![alt text](images/HDAT9500Banner.PNG)
<br>

# Chapter 3: Model Evaluation and Improvement

#####################################################################################

Double-click to write down your name and surname.

**Name:**


**Surname:**

**Honour Pledge** <p>
    
    
Declaration: <p>
    
    
I declare that this assessment item is my own work, except where acknowledged, and has not been submitted for academic credit elsewhere or previously, or produced independently of this course (e.g. for a third party such as your place of employment) and acknowledge that the assessor of this item may, for the purpose of assessing this item: 

    a. Reproduce this assessment item and provide a copy to another member of the University; and/or 
    b.

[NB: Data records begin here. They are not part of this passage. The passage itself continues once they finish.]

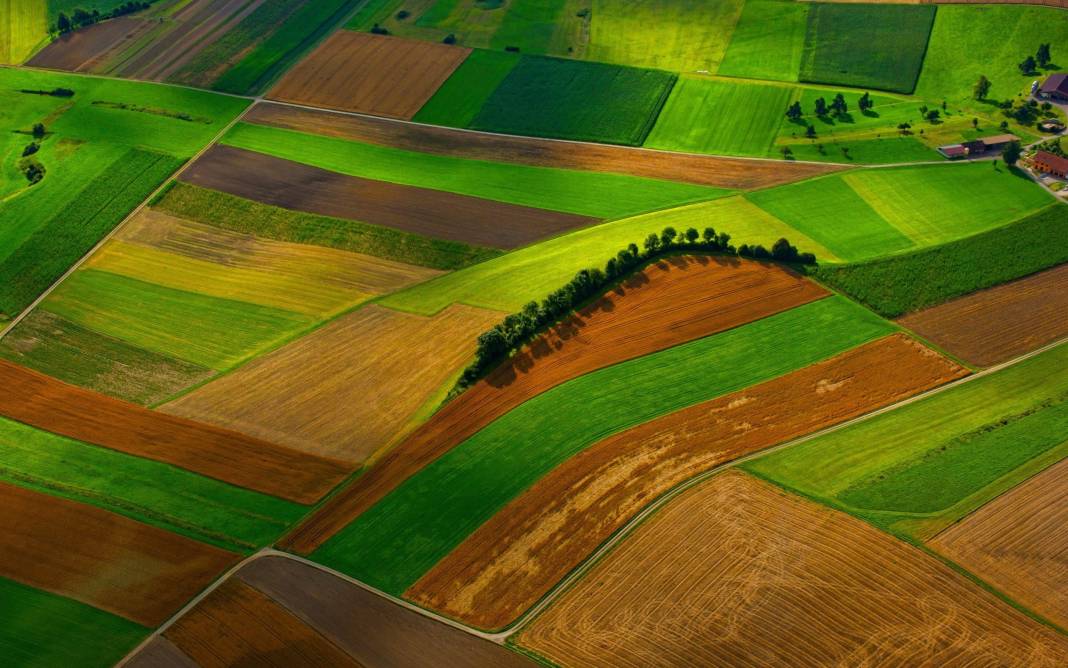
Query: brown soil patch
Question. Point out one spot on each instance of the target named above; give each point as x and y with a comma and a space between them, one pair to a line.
668, 304
1018, 543
1001, 323
83, 49
432, 213
347, 389
34, 399
371, 74
738, 573
368, 626
109, 561
740, 173
514, 559
237, 625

Communicate a copy of this assessment item to a plagiarism checking service (which may then retain a copy of the assessment item on its database for the purpose of future plagiarism checking). 

#####################################################################################

# Assessment


Tuning parameters with Grid + cross-validation: GridSearchCV <font color=green>**(Step 6 of the ML work-flow)**</font>

Pipelines.

The test will be kept in a "safe box" to use once we have found the best parameters and the best model with Grid SearchCV.


# 1. Introduction

In this assessment, you will be asked to use 'Grid' to find the best $alpha$ ($alpha=C=1/\lambda$) and the best combination of B:M class_weight for logistic regression with Ridge (L2) regularization and 5-CV.

**NB Nomeclature: **
Training, Validation and Test Set. 

* The training set, used to train the model
* The validation set, used to evaluate model performance and adjust hyper-parameters accordingly (for example, the alpha for Ridge Regression). Therefore, the validation set is used as an intermediate step. 
* The test set, used for final model evaluation. Book 2 uses the term "validation set" for what we call "test set" in Book 1.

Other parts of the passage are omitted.